When Greg LeMond became the first American to race the Tour de France in 1984 and then started beating the Europeans at their own game, he paved the way for the current generation of professional American cyclists who have joined the peloton along with Lance Armstrong. They've turned this greatest of bike races into an American sport as much as a European one, with Americans winning more races since LeMond donned the Yellow Jersey in 1986 than any other single nation.
For Americans, however, the only name most of us recognize is Lance Armstrong. Seven world class cyclists will represent the United States from three different teams, two of which are American teams. Here are the names from the United States to follow as you watch the action.
Team Astana has the winningest cyclist in Tour history, Lance Armstrong. The 37 year old came out of retirement to show that it can be done, but for this year's tour Armstrong says he'll ride to support team leader Alberto Contador of Spain.

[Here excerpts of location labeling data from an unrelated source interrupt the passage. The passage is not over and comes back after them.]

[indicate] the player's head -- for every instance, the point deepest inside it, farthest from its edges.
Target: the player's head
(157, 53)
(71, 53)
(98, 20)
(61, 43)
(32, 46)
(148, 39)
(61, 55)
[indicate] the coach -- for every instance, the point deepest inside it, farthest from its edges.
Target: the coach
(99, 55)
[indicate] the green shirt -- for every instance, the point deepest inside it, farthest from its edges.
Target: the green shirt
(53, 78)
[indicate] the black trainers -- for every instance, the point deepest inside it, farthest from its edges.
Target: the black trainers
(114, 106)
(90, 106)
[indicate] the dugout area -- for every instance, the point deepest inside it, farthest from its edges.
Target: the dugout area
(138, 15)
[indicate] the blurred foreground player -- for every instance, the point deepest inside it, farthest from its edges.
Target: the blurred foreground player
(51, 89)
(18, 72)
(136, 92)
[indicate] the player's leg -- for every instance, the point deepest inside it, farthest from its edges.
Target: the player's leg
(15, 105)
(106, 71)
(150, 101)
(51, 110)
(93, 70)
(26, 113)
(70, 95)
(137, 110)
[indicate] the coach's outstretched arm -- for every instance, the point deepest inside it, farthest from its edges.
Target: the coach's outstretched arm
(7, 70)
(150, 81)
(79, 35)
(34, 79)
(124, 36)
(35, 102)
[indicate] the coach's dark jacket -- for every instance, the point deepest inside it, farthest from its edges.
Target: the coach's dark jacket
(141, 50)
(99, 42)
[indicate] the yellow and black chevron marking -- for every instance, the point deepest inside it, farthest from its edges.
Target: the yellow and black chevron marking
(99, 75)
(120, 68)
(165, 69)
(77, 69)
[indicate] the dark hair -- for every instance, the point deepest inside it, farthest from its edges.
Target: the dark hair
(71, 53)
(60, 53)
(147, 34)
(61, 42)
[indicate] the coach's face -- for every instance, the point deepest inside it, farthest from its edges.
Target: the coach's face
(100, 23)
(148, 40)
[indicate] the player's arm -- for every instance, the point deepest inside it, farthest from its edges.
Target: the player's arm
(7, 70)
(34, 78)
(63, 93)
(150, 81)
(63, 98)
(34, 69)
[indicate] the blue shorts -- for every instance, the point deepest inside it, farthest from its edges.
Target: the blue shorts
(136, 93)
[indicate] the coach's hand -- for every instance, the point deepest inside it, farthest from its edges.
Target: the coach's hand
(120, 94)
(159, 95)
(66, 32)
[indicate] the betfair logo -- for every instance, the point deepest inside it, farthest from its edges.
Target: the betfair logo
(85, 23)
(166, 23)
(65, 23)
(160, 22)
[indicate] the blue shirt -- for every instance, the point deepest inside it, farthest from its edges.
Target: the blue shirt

The other American on Astana, Levi Leipheimer, hails from northern California, where he won the Tour of California three years in a row. He's been racing for pro teams in Europe for the last decade. Leipheimer placed 6th in the 2009 Giro d'Italia last May.
Look for Levi and Lance in the Team Astana blue and yellow.
The American Garmin-Slipstream has several Americans on its roster. They are the flamboyant and funny David Zabriskie of Salt Lake City; European racing veteran Christian Van de Velde of Chicago; Danny Pate of Colorado Springs; and Tyler Farrar of Wenatchee, WA, who is making his TdF debut this year.
You can spot Garmin-Slipstream riders in their distinctive orange and blue argyle kit.
Finally, George Hincapie of Greenville, SC continues racing for the American Team Columbia-HTC (formerly Columbia-High Road). Hincapie was Armstrong's chief lieutenant, assisting Armstrong for all seven of his Tour de France wins. Hincapie also served as domestique for Alberto Contador's Tour de France win in 2007 when he raced with Team Discovery.
You can spot the Columbia-HTC riders in their white jerseys and shorts with yellow and black highlights and logos.